Sliding down another two basis points, the average 30-year fixed mortgage rate drop this week brought the figure to a 10-month low.
According to the latest Primary Mortgage Market Survey® (PMMS®) released by Freddie Mac Thursday, the 30-year fixed-rate mortgage (FRM) averaged 6.56% a decrease from last week’s average of 6.58%.
“Mortgage rates are at a 10-month low,” said Sam Khater, Freddie Mac’s chief economist. “Purchase demand continues to rise on the back of lower rates and solid economic growth. Though many potential homebuyers still face affordability challenges, consistently lower rates may provide them with the impetus to enter the market.”
Realtor.com’s Chief Economist Danielle Hale commented, “After peaking in May 2025, mortgage rates have generally pulled back, modestly and unevenly. This helped existing home sales rise modestly in July, but new home sales have remained sluggish and pending home sales were also lackluster in July.”

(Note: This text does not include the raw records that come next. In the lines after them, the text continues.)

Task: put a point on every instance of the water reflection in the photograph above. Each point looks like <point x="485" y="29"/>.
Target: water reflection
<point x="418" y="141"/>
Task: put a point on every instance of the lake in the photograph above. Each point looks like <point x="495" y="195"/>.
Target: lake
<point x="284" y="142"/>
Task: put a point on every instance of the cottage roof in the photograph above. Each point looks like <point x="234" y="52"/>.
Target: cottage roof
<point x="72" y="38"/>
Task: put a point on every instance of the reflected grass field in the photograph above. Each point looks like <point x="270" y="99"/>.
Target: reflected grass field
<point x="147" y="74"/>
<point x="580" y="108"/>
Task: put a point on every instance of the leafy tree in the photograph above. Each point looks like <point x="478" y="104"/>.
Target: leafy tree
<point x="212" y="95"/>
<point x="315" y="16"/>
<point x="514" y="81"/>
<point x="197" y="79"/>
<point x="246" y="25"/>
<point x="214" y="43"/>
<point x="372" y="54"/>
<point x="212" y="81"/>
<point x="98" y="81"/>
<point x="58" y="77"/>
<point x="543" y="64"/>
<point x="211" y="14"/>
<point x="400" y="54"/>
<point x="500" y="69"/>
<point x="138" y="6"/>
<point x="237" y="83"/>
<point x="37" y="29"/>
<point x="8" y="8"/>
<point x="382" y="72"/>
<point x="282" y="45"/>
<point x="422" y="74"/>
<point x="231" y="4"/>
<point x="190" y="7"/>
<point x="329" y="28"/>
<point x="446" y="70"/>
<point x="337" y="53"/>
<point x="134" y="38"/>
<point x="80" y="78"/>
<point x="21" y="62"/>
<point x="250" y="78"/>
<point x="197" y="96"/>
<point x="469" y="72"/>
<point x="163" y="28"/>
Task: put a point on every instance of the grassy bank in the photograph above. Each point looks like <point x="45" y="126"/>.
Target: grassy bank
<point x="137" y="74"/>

Hale noted Federal Reserve Chair Powell’s comments setting the stage for a Fed rate cut in September, assuming inflation and labor market data register as expected.
“This should help keep mortgage rates moving modestly lower at least until mid-September,” she noted. “A Fed rate cut will move today’s restrictive policy a touch closer to neutral, meaning that the Fed is easing off the monetary brakes in light of slower job growth data while still maintaining a watchful eye on inflation.”
What happens after the Fed’s rate cut, however, will depend on the data, Hale noted. While longer-term rates, like mortgage rates, are influenced by the short-end of the yield curve that the Fed adjusts, they are also affected by economic growth, labor market and inflation expectations over the mid-to-longer term.
“Mortgage rates will continue to decline if data suggest that the labor market is weakening further or if inflation is lower than expected,” she added. “Expectations are quite high for inflation which is likely to be variable as prices adjust to tariffs. For this reason, I don’t expect rates to be quite as sensitive to higher inflation readings as we’ve seen over the past few years. The Fed is still committed to a 2% inflation target, but is expecting at least a one-time reset in prices as tariffs pass through.”
She said for homebuyers, today’s data offers a bit of relief and we’re likely to see similar conditions in the next month or so, but “with the outlook dependent on incoming data, it’s harder to say where mortgage rates might be in a few months. Shoppers who are ready would do well to take advantage of today’s trends.”
This week’s numbers:
- The 30-year FRM averaged 6.56% as of August 28, 2025, down from last week when it averaged 6.58%. A year ago at this time, the 30-year FRM averaged 6.35%.
- The 15-year FRM averaged 5.69%, unchanged from last week. A year ago at this time, the 15-year FRM averaged 5.51%.